Por Richard Freeman (EIR)
De diez a doce grandes compañías, apoyadas por otras tres docenas de empresas menores, controlan el suministro de alimentos en el mundo. Sus integrantes controlan el cártel de alimentos Anglo-Holandés-Suizo, que se concentra alrededor de la Casa de los Windsor de Gran Bretaña.

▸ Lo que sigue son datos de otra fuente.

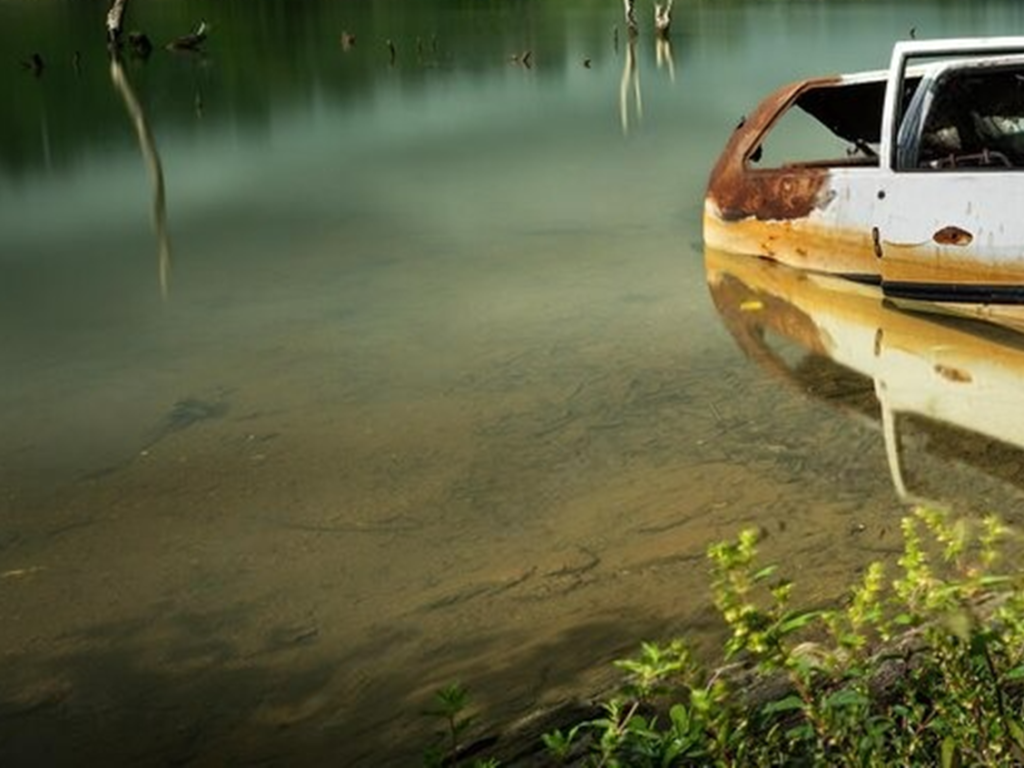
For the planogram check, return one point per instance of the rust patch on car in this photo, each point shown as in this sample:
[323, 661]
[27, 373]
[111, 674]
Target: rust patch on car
[953, 374]
[774, 194]
[952, 236]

Dirigido por las seis grandes compañías cerealeras : Cargill, Continental, Louis Dreyfus, Bunge & Born, André, y Archer Daniels Midlands / Töpfer -- el cártel de alimentos y materias primas dirigido por los Windsor tiene el control absoluto sobre los cereales y producción de granos del mundo, del trigo de la harina y la avena, de la cebada del maíz y del centeno. Pero también controla carne, la leche, los aceites de mesa y grasas, frutas, azúcar, y toda forma de especias, y sus medios de transporte
Cada año decenas de millones de seres humanos mueren por la carencia de su comida diaria básica. Este es el resultado del trabajo del cártel conducido por el Windsor. Y, cuando el desmoronamiento financiero en curso haga perder su valor a los papeles financieros inflados por la especulación, la oligarquía se habrá puesto al resguardo, habrá aumentando su tenencia de alimentos y materias primas. Está preparada para aplicar un torniquete a las fuentes de producción y exportación de alimentos, no solamente en las naciones pobres, sino también en las naciones avanzadas del sector.
El uso de los alimentos como arma se remonta a por lo menos cuatro milenios atrás, en Babilonia. Roma imperial tomó esta iniciativa, igual que Venecia y varios sucesores venecianos, incluyendo al poderoso ducado de Borgoña con sede en Amberes, las compañías holandesas y británicas de Levante, las compañías de la India Oriental e India Occidental. Hoy, la guerra de los alimentos está firmemente controlada desde Londres, con ayuda de socios subordinados, en especial en Suiza y Ámsterdam.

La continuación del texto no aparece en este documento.